= David Edmondson =

American businessman

David J. Edmondson (born June 10, 1959) is an American businessman, known for his career at RadioShack and his termination as CEO for falsifying his educational background.

== Early life and education ==
David J. Edmondson was born June 10, 1959, in Methuen, Massachusetts. His mother Jeannette was a homemaker, and his adoptive father was a US soldier. Like most children of military families, Edmondson moved a great deal throughout his early life, including periods in Germany and Fort Jackson, South Carolina, before settling at Fort Carson, Colorado, in 1968, where Edmondson remained until his graduation from Alpha Omega Christian School in 1977.

Edmondson moved to San Dimas, California, in 1977 where he attended Pacific Coast Baptist Bible College (PCBBC).
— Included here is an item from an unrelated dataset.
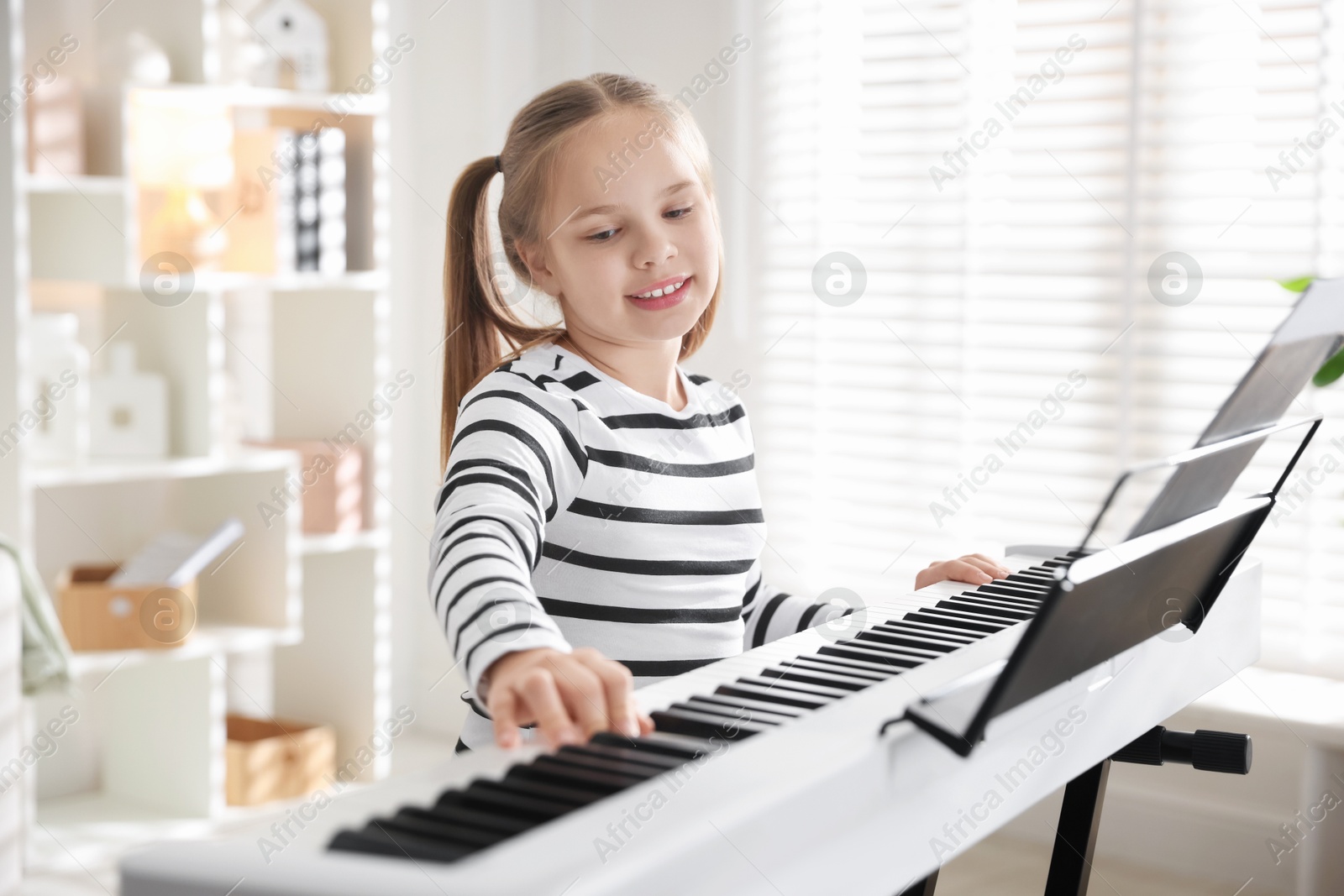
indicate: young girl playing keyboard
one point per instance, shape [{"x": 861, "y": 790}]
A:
[{"x": 598, "y": 527}]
While at Pacific Coast Baptist Bible College, Edmondson began his study to become a Baptist minister. Edmondson left California after one year on campus and returned to Colorado where he became the associate pastor of Security Baptist Temple, in Security, Colorado. He continued his studies through correspondence with PCBBC and claimed he earned his ThG (Graduate of Theology) in May 1980.

Although he has attended several colleges, he does not currently hold any academic degrees.

== Career ==
After his ordination, Edmondson relocated to Omaha, Nebraska, where he founded the Twin Cities Baptist Church. He started the church in a borrowed space donated by an Omaha businessman.

In 1982, Edmondson returned to Colorado Springs and attempted to start another church. The second church was not successful and Edmondson left the full-time ministry.

In 1983, Edmondson again relocated, this time to Cleveland, Ohio, and went to work for direct mail advertising company ADVO System, Inc. While serving as national account marketing executive, Edmondson worked on developing and implementing marketing programs with various divisions of Tandy Corporation, including its RadioShack Division.

=== RadioShack ===
Edmondson held positions as vice president of marketing (1994–1995), senior vice president of marketing and advertising (1995–1997), executive vice president and chief operating officer (1997–2000), president and chief operating officer (2000–2005) and chief executive officer (2005-2006).

==== Arrests, newspaper investigation, resignation ====
In January 2005, shortly after RadioShack announced that Edmondson would be taking over as CEO, he was arrested in Southlake, Texas, for driving while intoxicated, his third such charge. Edmondson pleaded guilty and was sentenced to 30 days in jail. The incident prompted the Fort Worth Star-Telegram to begin looking more closely at his past.

Edmondson resigned in February 2006, after the Star-Telegram disclosed that he had falsified his résumé and biography, claiming two non-existent college degrees.

=== Post-RadioShack ===
In 2007, Edmondson founded EasySale, an Internet-based consignment and liquidation company based in Arlington, Texas. In 2009, he co-founded and became CEO of E-Recycling Corps (now HYLA Mobile), an enterprise engaged in the collection, refurbishment and global redistribution of used wireless devices. According to Pitchbook-October 1, 2018, HYLA Mobile is the most valuable venture capital backed company in the State of Texas, valued at $650 million. According to the SEC (Security and Exchange Commission) filing on March 3, 2021, Edmondson became a member of the board of directors for the blank check SPAC (Special Purpose Acquisition Company) Aeon Acquisition Corp. managing 125 million dollars.